For Evan Edwards ’09, who last year shared a suite with a STEP coordinator, the story was somewhat different.

“I remember starting out and not really knowing much about sustainability,” Edwards said. “But after a while, it wasn’t hard to realize where I could make certain small changes. I never left the light on when I was out of the room, and we switched to fluorescent bulbs and unplugged our appliances over the breaks. The changes became permanent, sooner or later.”

Kevin Currey ’09 said he thought that most sustainable choices are common sense, and that most students require only a small nudge to put them into effect.
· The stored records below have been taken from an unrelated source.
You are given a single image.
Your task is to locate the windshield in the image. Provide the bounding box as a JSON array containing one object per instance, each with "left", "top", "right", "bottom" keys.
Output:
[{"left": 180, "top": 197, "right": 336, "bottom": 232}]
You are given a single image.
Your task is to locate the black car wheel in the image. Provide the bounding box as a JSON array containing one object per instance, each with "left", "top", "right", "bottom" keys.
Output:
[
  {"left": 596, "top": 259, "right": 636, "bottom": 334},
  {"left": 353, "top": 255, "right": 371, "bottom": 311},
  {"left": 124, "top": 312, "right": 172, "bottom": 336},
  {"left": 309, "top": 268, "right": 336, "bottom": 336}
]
“I think most people already know what they should be doing, but STEP helps to remind them,” he said. “STEP is a great initiative because instead of just being the administration, it’s actually led by Yale students.”
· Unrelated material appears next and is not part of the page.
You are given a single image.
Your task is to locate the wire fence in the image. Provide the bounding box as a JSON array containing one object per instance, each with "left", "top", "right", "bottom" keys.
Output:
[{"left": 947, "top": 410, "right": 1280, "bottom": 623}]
STEP’s campaign draws momentum from the fact that most students, when asked, say that they have always been aware with environmental needs. Sherman Wang ’07, co-director of Yale’s Freshman Outdoor Orientation Trips, said that he was already concerned with sustainability when he first arrived at Yale, in large part because of his California background.

“I wasn’t a tree-hugger or anything, but I came from a part of the country where the environment was definitely a big concern for a lot of people,” Wang said. “I think that one sign of STEP’s success over the past couple years is that such a high percentage of students know about the issues and are at least open to making a change to their lives.”
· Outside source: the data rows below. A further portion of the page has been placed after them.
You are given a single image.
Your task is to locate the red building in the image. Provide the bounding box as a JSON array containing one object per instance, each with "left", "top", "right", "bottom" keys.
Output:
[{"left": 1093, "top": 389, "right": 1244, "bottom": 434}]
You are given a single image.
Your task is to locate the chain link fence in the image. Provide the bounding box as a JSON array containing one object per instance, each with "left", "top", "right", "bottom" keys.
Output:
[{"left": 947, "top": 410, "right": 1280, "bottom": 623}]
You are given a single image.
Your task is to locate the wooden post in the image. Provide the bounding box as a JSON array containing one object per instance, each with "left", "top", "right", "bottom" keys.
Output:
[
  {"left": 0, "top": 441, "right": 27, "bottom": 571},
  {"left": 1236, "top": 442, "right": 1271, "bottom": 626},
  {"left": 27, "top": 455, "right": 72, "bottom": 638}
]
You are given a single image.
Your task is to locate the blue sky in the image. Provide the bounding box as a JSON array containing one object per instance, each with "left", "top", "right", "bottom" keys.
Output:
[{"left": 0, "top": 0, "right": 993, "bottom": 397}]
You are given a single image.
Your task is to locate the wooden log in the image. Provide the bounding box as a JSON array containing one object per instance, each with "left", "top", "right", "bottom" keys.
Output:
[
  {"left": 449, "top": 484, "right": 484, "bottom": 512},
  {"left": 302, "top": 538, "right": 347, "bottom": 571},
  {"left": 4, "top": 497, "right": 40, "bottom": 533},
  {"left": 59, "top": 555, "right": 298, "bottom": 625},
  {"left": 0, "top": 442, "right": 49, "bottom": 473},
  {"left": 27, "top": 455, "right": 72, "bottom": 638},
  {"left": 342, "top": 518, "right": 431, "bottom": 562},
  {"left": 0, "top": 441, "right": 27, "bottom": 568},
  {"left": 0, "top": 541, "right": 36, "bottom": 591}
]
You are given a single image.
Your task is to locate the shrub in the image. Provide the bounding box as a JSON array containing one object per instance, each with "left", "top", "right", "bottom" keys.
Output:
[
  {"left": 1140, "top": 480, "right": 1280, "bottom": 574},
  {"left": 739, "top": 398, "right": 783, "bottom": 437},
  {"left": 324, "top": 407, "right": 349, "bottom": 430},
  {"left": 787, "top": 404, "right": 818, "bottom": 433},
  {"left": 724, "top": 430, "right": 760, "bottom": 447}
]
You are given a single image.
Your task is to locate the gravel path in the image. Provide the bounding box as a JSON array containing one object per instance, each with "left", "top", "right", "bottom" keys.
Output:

Students like the ones Wang describes are the kind of demographic that STEP is hoping to influence, Shyy said.

“We’re trying to sway the middle of the spectrum,” she said. “You’ll always have this top tier of individuals who are responsive to new initiatives and will change willingly if you keep them informed. And then there are just some people who hate the environment, for whatever reason, or who are too stubborn or lazy to change their ways. Our goal is to reach the majority of the people who are in between.”

Shyy said that in order to maximize sustainability’s appeal, coordinators are careful to draw a distinction between STEP and radical environmentalist caricatures that might persist in a student’s mind.

“Environmentalism is definitely an easy target, and for some people the notion of ‘green’ has always had a stigma attached to it,” Shyy said. “We try to emphasize that STEP is not a radical activist group.”

Gasner said she has found that the best approach is to take the middle road of common sense, eschewing ideology and avoiding possibly politicized language.

“I usually don’t like to pull the global warming phrase out of the bag, just because it can force some people to tune out altogether. I usually say that this is just a responsible lifestyle to have for the years to come, so why not start now?”